Dans les montagnes à thé de Turquie, les téléphériques de la peur
Sevilay Sen accourt, s'essuie le front et actionne un levier. Trente secondes plus tard, trois énormes ballots de thé fraîchement coupé arrivent sur un téléphérique artisanal, prêts à venir remplir la remorque d'une voiture hors d'âge.
"Je ne monte plus dessus, j'ai eu trop d'accidents", lâche encore transpirante la sexagénaire, qui depuis deux ans préfère remonter à pied la pente vertigineuse sur laquelle elle et son mari cultivent leur thé, plutôt que de faire confiance à leur vieux téléphérique couvert de rouille.
Dans le village de Daginiksu, perché sur une crête surplombant Rize, grande ville du nord-est de la Turquie, des dizaines de téléphériques construits par les habitants relient la route principale aux champs de thé qui s'étalent à perte de vue.
"Je les utilise quand je n'ai pas le choix. Sans téléphérique, il n'y a pas de vie ici", résume Ercan Çalik, 50 ans, qui égrène son chapelet en remontant jusqu'à un virage où huit d'entre eux, certains vieux d'un demi-siècle, sont alignés face à un versant qui produit chaque année des centaines de tonnes de thé.
Indispensables au transport du thé, qui recouvre 90% des terres agricoles de la province, ces engins de fortune sont utilisés par nombre d'habitants pour se rendre aux champs, souvent situés dans des vallées encaissées inaccessibles en voiture ou en tracteur.
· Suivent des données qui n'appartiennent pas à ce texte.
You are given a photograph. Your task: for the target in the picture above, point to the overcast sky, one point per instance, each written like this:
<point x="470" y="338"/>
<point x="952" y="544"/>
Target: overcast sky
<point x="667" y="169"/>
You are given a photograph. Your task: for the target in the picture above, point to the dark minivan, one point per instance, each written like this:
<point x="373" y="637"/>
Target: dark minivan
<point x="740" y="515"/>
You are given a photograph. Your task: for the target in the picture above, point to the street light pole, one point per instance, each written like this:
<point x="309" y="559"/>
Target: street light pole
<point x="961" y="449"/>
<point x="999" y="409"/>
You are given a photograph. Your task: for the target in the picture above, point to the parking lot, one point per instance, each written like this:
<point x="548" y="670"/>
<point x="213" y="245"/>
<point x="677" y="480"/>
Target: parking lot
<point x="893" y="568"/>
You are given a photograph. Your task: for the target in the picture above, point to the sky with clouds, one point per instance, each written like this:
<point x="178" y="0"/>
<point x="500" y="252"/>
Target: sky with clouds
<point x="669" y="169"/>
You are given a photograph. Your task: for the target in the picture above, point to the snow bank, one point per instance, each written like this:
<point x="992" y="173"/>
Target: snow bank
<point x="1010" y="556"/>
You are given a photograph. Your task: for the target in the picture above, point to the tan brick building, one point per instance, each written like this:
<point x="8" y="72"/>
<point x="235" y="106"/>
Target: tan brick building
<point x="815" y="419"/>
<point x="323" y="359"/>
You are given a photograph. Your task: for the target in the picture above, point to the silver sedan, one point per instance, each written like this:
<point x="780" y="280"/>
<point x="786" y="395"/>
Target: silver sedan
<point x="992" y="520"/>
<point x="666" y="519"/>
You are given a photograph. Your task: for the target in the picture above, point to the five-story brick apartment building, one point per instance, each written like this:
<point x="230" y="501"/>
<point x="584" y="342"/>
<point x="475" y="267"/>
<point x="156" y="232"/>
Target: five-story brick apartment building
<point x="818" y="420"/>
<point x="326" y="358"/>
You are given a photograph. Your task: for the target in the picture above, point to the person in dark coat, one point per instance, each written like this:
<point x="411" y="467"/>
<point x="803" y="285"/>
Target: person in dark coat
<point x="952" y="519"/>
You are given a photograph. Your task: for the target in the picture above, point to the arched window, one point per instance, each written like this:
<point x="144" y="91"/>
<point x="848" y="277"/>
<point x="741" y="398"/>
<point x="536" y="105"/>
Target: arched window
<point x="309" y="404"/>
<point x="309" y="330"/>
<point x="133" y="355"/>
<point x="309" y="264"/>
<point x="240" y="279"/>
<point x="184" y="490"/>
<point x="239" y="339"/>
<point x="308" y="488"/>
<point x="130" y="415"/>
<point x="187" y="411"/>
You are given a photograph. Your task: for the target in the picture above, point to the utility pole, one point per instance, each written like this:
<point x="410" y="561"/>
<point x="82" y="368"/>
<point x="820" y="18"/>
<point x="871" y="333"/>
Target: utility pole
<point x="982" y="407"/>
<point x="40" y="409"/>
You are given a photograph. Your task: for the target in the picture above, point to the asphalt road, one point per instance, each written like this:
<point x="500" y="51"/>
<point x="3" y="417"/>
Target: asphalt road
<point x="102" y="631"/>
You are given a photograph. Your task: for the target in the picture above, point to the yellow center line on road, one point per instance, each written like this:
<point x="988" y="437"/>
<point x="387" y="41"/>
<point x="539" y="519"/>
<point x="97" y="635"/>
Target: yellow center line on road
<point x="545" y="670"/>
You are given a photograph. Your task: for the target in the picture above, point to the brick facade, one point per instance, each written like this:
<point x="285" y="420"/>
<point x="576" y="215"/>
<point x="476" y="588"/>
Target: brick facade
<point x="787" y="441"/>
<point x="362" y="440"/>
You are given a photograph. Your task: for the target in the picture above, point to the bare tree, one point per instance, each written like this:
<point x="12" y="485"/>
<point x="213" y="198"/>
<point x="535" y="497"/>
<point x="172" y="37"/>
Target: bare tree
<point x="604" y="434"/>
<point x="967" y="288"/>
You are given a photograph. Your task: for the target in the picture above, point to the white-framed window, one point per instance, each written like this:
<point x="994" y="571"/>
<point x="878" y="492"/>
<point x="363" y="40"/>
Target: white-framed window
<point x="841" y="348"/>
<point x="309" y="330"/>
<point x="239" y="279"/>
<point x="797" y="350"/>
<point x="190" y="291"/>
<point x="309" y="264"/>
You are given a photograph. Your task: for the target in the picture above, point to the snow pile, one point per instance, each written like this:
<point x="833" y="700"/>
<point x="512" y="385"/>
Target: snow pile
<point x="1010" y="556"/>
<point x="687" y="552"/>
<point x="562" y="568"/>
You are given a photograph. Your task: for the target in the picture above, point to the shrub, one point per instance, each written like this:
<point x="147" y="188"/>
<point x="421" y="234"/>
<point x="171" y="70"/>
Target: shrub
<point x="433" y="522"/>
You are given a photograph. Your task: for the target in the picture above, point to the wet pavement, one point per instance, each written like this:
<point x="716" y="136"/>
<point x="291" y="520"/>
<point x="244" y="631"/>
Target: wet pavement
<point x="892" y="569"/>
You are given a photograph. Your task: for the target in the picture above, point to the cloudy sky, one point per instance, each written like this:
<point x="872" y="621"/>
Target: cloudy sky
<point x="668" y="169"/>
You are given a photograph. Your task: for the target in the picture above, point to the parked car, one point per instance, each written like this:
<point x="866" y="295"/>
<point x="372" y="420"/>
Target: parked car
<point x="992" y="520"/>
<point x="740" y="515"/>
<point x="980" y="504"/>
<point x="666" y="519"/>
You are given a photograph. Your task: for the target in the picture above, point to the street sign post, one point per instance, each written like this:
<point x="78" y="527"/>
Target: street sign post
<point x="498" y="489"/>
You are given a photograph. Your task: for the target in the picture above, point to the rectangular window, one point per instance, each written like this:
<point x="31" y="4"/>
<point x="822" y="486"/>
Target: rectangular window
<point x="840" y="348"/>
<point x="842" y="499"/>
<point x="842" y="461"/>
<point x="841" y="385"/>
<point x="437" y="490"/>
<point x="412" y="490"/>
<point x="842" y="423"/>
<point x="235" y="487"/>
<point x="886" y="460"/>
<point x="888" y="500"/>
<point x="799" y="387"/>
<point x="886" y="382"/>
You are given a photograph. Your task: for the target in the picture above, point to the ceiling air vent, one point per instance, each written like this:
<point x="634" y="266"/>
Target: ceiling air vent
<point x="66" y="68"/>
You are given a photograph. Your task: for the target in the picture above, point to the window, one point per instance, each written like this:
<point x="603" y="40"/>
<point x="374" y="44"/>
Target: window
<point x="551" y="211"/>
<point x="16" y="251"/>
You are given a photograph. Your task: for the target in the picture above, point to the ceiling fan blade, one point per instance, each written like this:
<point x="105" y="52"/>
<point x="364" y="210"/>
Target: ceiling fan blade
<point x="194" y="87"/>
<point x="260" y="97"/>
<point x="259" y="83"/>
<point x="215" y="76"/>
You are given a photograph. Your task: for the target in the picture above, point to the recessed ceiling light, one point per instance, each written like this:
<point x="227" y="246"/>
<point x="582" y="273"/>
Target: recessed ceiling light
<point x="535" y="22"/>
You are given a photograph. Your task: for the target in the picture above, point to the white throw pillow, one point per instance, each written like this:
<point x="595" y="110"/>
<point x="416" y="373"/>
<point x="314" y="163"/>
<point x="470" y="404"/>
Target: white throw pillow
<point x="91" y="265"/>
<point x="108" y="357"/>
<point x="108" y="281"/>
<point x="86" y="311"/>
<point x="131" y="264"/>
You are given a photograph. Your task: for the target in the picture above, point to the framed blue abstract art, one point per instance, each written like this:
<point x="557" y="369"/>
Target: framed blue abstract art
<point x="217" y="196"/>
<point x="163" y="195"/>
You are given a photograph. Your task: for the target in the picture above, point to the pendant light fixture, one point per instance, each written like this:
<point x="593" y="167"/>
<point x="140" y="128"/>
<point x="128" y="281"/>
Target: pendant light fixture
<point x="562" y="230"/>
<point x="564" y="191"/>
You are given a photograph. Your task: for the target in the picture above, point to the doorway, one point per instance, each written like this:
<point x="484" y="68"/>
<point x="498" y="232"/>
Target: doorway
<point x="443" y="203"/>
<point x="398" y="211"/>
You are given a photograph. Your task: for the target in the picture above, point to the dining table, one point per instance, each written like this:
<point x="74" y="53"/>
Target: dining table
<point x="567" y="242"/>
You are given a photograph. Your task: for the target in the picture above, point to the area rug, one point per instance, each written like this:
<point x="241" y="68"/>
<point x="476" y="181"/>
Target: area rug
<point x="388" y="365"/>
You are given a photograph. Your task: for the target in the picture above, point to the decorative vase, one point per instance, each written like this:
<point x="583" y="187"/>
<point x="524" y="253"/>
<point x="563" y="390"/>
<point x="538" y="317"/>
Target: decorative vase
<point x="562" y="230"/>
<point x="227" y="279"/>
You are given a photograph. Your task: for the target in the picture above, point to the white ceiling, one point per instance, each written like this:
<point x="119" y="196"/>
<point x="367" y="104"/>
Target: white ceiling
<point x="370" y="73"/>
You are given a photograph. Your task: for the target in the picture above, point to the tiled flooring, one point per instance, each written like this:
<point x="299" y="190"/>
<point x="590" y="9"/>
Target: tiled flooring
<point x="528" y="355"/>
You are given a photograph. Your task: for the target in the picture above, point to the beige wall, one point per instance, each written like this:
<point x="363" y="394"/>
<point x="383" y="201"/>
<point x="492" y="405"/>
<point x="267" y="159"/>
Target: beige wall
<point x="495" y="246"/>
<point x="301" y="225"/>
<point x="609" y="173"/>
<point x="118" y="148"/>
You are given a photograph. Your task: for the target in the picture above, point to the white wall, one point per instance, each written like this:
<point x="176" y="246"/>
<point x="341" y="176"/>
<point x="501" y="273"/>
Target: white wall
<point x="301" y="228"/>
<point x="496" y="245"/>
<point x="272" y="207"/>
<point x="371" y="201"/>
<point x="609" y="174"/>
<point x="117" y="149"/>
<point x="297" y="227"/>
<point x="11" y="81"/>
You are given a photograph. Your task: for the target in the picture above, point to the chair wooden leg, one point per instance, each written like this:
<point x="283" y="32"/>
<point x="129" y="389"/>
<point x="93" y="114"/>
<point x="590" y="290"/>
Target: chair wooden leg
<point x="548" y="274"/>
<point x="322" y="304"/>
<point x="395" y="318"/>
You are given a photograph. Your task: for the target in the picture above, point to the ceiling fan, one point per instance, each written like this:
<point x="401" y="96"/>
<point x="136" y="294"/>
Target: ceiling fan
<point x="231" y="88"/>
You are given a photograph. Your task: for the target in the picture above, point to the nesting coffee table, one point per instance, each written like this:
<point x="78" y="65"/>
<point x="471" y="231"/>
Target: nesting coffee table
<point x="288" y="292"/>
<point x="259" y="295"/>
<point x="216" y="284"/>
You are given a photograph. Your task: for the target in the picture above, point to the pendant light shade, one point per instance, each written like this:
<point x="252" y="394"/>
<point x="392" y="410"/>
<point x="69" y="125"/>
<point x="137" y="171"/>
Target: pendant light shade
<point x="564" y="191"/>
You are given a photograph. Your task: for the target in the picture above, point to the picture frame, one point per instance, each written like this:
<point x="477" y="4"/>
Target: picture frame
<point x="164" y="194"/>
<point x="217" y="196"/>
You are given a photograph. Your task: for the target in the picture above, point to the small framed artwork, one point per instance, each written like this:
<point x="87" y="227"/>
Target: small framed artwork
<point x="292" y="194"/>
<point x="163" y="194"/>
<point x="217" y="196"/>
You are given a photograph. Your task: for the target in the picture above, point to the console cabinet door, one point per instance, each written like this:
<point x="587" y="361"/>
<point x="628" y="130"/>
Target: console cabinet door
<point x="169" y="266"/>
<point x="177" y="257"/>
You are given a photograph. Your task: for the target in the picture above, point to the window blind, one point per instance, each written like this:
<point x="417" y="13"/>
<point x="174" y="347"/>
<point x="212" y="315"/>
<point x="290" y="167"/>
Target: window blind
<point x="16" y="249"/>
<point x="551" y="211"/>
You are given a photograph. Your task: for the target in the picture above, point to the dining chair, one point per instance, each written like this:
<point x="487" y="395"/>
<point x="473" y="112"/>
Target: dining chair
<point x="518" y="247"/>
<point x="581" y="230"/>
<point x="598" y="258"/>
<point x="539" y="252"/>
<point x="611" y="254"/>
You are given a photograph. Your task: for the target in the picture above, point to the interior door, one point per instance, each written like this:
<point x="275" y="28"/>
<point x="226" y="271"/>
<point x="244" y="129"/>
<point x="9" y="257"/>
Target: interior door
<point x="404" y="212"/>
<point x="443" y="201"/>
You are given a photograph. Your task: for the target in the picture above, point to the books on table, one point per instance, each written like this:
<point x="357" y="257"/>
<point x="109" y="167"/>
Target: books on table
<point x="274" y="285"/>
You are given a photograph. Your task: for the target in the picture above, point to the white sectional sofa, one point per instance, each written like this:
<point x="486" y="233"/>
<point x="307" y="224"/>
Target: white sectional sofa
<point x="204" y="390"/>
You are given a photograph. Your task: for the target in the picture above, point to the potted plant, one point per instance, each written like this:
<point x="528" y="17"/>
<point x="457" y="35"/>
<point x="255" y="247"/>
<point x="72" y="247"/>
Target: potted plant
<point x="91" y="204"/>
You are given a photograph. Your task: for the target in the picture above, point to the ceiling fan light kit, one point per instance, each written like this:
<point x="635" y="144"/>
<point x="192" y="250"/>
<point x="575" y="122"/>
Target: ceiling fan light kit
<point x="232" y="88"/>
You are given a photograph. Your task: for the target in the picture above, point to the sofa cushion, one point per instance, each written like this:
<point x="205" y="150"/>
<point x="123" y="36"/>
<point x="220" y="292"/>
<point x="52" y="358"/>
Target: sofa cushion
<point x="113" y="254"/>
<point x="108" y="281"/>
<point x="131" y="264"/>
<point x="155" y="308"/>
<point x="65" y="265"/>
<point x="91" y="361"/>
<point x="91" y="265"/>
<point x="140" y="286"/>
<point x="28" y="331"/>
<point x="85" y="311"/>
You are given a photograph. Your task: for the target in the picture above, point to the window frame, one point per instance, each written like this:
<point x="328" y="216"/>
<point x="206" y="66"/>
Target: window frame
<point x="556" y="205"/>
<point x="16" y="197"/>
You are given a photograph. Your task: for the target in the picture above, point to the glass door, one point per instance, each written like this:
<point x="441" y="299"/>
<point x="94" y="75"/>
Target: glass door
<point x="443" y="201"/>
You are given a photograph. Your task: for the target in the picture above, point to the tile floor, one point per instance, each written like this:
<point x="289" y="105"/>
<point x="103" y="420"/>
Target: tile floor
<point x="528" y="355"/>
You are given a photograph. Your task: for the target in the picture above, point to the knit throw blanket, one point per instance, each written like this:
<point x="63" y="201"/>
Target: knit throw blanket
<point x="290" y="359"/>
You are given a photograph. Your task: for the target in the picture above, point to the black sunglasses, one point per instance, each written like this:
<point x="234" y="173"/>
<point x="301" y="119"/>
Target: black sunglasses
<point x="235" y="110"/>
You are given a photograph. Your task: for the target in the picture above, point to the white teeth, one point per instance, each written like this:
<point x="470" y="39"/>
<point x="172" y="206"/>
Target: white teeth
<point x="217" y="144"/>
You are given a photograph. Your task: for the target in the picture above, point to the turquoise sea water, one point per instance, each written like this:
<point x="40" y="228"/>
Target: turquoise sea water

- "Par la grâce d'Allah" -
Mais le voyage est périlleux sur ces téléphériques sans rebords ni protections, faits de quelques planches de bois fixées à une ossature en métal suspendue à un câble d'acier.
Début avril, deux voisines de Sevilay Sen, prises dans une bourrasque, ont chuté d'une vingtaine de mètres, échappant de peu à la mort.
"Par la grâce d'Allah elles remarcheront un jour", dit avec émotion et colère Hasan Uzun, le mari d'une de ces voisines, clouée au lit depuis sa sortie de l'hôpital.
L'accident a créé la psychose à Daginiksu, où toutes les familles ou presque vivent du thé, qu'elles revendent aux mastodontes du secteur - dont l'entreprise publique turque Çaykur.
"Je ne monte plus sur mon téléphérique depuis l'accident, j'ai peur", confie devant sa maison Hurmet Yildirim, 64 ans, les cheveux couverts d'un voile noir. "C'est de nos vies dont il est question", insiste-t-elle.
La Chambre des ingénieurs en mécanique de Rize, qui estime à environ 15.000 le nombre de téléphériques dans cette région montagneuse dominant la mer Noire, a recensé dix-huit décès et plusieurs centaines de blessés entre 2008 et 2021.
- "Montagnes enneigées" -
Au moins deux habitants de Rize et de la province voisine de Trabzon sont morts depuis, dont un jeune homme de 25 ans électrocuté en juillet 2023 après être monté sur un téléphérique chargé de thé.
Deux médecins légistes de la région ont publié dans une revue scientifique turque en 2021 une étude portant sur huit accidents mortels de téléphérique, dont six ont coûté la vie à des travailleurs du thé.
"Puisqu'il n'existe aucun permis pour ces téléphériques primitifs, aucun test ou entretien périodique n'est réalisé", soulignent les auteurs.
À 6 km de Daginiksu, dans le village de Selamet, Kasim Karaosman, 90 ans, continue de se hisser chaque jour sur le sien, qu'il a conçu de toutes pièces en 1970.
Lui n'a pas le choix: sa maison est située au sommet d'une colline inaccessible par la route, et c'est sur son téléphérique que les matériaux de construction de la bâtisse ont été transportés il y a cinquante ans.
"Quand tu montes il ne faut pas regarder vers le bas", conseille le vieil homme à la barbe blanche, qui enroule son bras gauche autour de la barre en métal de son appareil avant d'entamer sa périlleuse ascension, longue de 300 mètres, par dessus une rivière et des champs de thé.
Qu'importe l'âge et le risque, le nonagénaire, bonnet noir retroussé par dessus les oreilles, n'entend pas quitter sa colline: "De là-haut, je vois les montagnes enneigées".